Prior breast issues can also impact milk-making capacity. A history of surgery, injury, or conditions like mastitis or engorgement in one breast can affect its ability to produce milk. Scar tissue from past procedures, such as augmentation or reduction, may interfere with milk ducts, reducing output from the affected breast. Hormonal influences can also play a role, with subtle fluctuations potentially affecting one breast’s milk production differently than the other.
Strategies to Encourage Even Production
To encourage more balanced milk production, parents can begin feeding sessions on the less productive breast. Babies feed more vigorously at the start of a session, providing stronger stimulation. This increased demand signals the body to produce more milk in the less productive breast.

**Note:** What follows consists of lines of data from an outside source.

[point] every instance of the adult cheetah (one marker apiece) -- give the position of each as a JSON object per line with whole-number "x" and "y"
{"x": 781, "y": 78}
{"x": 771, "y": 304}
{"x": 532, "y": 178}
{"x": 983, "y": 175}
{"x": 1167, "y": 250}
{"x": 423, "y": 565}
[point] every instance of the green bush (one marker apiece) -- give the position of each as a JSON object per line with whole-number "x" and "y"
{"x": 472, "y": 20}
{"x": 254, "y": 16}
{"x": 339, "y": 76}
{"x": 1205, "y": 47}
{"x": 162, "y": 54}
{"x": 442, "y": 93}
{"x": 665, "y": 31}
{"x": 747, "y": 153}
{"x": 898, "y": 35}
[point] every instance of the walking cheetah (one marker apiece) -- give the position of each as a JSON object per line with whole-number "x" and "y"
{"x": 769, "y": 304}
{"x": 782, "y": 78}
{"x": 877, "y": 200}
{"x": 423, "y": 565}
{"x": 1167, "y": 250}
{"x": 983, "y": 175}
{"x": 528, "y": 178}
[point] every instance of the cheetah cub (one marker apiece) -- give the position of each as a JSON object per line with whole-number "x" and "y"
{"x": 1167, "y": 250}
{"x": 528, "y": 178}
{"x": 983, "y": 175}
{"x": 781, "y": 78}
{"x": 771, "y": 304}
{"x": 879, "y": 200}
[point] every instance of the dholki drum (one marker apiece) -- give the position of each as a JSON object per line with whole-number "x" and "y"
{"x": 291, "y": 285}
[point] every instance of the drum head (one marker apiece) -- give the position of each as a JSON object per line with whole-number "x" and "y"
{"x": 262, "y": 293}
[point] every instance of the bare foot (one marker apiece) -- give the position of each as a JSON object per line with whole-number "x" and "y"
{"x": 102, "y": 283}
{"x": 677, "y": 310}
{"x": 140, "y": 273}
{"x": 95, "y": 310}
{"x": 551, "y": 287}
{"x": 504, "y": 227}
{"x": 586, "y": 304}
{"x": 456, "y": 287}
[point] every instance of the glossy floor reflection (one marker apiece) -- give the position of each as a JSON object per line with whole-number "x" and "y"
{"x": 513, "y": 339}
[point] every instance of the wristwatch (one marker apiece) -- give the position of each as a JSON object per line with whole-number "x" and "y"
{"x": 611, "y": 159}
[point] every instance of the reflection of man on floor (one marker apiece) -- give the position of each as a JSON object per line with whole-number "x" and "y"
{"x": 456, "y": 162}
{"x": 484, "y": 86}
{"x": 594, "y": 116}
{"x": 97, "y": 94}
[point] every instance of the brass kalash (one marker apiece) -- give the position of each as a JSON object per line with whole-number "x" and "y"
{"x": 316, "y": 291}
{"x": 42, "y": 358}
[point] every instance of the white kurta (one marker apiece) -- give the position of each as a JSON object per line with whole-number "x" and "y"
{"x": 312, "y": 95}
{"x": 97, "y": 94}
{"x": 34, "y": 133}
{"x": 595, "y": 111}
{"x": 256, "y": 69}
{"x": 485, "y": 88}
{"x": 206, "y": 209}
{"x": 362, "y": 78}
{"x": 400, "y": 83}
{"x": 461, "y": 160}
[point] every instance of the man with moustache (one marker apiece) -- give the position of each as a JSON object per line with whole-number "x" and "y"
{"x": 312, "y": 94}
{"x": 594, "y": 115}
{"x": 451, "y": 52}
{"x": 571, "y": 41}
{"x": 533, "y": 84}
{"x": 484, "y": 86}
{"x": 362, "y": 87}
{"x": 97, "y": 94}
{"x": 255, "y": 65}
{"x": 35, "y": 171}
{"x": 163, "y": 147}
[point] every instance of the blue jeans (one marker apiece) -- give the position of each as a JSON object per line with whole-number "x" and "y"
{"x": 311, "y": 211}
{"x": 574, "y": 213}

Increasing the frequency of feeding or pumping on the lower-producing side can also help. Adding extra pumping sessions specifically for that breast can boost its supply. Pumping both breasts simultaneously can increase overall milk output and stimulate milk ejection from both sides.
Ensuring a proper latch on both sides is important to maximize milk transfer and stimulation. A lactation consultant can help assess and improve latch effectiveness. Gentle breast massage before and during feeding or pumping can encourage milk flow and help drain the breast more effectively. Hand expression after feeding or pumping can also help to fully empty the less productive breast, further signaling increased production.
When to Consult a Professional
While asymmetrical milk production is often normal, certain situations warrant professional advice. If the asymmetry appears suddenly or is significant, a lactation consultant or healthcare provider can assess for underlying issues. Concerns about the baby’s weight gain or overall milk supply also indicate a need for professional evaluation.
Additionally, seek help if there is pain, redness, swelling, or lumps in either breast. These symptoms could indicate an infection like mastitis, a blocked milk duct, or other breast issues requiring medical attention. If attempts to balance production are unsuccessful and cause distress, or if any other unusual breast changes are observed, consulting a professional can provide reassurance and tailored guidance.